Republicans called for a temporary moratorium on state bond projects on Tuesday after the Bond Commission approved another round of projects worth tens of millions of dollars.
Sen. Scott Frantz, R-Greenwich, who sits on the committee and voted to approve funds for projects ranging from local road improvements to economic incentives, said approving such items sends a bad message to taxpayers.
“I think general people, general voters, think that’s ridiculous and at the same time they’re making all of these cuts to social service programs and I know at least a dozen people who have kids or relatives and are being shut out of the system, getting no assistance from the state because of the cutbacks,” he said.
The bond commission handles financing for all school construction projects, state transportation projects, and many other local capital projects.
Gov. Dannel Malloy said the investments being made now are making up for missed opportunities by previous administrations.
“We’ve made wise investments time after time after time in a state that failed to make the proper level of investment over a long period of time," he said.
Some of the projects in this round sent funds to the XL Center in Hartford for upgrades and $30 million for local roads in cities and towns across the state.
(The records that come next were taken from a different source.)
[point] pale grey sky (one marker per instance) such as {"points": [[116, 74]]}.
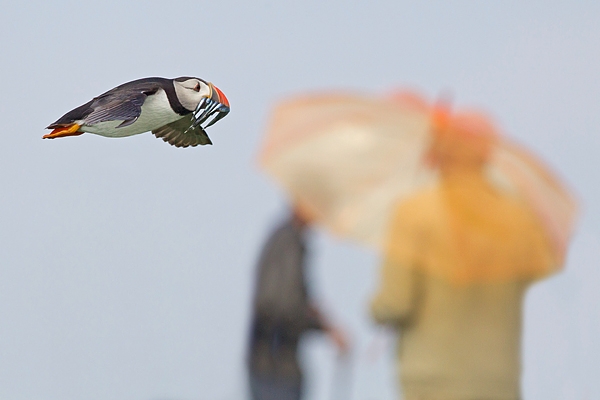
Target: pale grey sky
{"points": [[126, 264]]}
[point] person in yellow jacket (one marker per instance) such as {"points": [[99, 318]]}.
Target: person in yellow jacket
{"points": [[459, 259]]}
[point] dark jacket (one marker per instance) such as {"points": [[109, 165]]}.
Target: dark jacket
{"points": [[281, 309]]}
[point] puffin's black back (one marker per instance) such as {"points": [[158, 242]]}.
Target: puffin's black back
{"points": [[127, 92]]}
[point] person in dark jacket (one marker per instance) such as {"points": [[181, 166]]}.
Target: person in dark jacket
{"points": [[282, 313]]}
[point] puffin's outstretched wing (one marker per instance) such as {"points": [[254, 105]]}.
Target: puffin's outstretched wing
{"points": [[178, 133], [123, 103]]}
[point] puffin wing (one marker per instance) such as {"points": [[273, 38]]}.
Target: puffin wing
{"points": [[179, 133], [123, 103]]}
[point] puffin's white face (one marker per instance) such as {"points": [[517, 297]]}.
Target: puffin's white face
{"points": [[191, 91]]}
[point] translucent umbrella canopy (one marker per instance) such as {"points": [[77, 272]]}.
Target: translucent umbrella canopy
{"points": [[355, 163]]}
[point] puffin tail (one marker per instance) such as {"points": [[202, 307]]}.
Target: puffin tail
{"points": [[63, 130]]}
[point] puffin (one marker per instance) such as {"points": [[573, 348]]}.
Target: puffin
{"points": [[176, 110]]}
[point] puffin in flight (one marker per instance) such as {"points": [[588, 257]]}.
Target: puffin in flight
{"points": [[173, 109]]}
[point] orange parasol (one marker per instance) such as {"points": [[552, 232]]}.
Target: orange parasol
{"points": [[432, 189]]}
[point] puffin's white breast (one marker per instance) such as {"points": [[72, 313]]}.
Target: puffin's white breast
{"points": [[156, 112]]}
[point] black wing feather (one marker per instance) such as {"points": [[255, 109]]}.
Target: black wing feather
{"points": [[176, 135], [123, 103]]}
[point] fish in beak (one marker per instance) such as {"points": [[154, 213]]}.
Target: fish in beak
{"points": [[215, 105]]}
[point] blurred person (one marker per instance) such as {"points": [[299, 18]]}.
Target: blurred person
{"points": [[460, 257], [282, 314]]}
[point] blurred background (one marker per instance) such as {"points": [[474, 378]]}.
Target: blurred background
{"points": [[126, 265]]}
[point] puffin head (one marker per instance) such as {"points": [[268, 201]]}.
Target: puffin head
{"points": [[202, 98]]}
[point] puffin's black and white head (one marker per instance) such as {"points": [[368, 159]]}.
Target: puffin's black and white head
{"points": [[202, 98]]}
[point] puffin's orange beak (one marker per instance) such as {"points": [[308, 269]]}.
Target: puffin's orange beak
{"points": [[69, 130], [217, 104]]}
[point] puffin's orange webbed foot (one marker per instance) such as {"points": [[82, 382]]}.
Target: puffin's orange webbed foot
{"points": [[69, 130]]}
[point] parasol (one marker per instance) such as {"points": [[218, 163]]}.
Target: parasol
{"points": [[371, 169]]}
Don Shubert, of the Connecticut Construction Industry Association, released a statement in response to Sen. Frantz's comments on Tuesday. He said he would have worries that economic and infrastructure growth would come to a halt if the state stopped borrowing for investments.
"One of the most positive initiatives that Connecticut has going for it is embarking on a five-year ramp-up to a much needed transportation program. An interruption to the state bonding program would effectively stall those efforts," Shubert said.
Frantz said that since the state has had to cut more than a billion dollars in spending in the past year, it only makes sense that it cut back on borrowing.
“Whether it’s six months, or nine months, or two years, whatever, we do need to take a break," he said.
Malloy said as long as all lawmakers, especially Republicans, applaud money coming to their home districts for improvements, he will call them out for it.
He said of GOP members' calls for bonding restrictions, “We’re against that which we vote for. We’re for the things that are good for us but we question whether other communities should get their things.”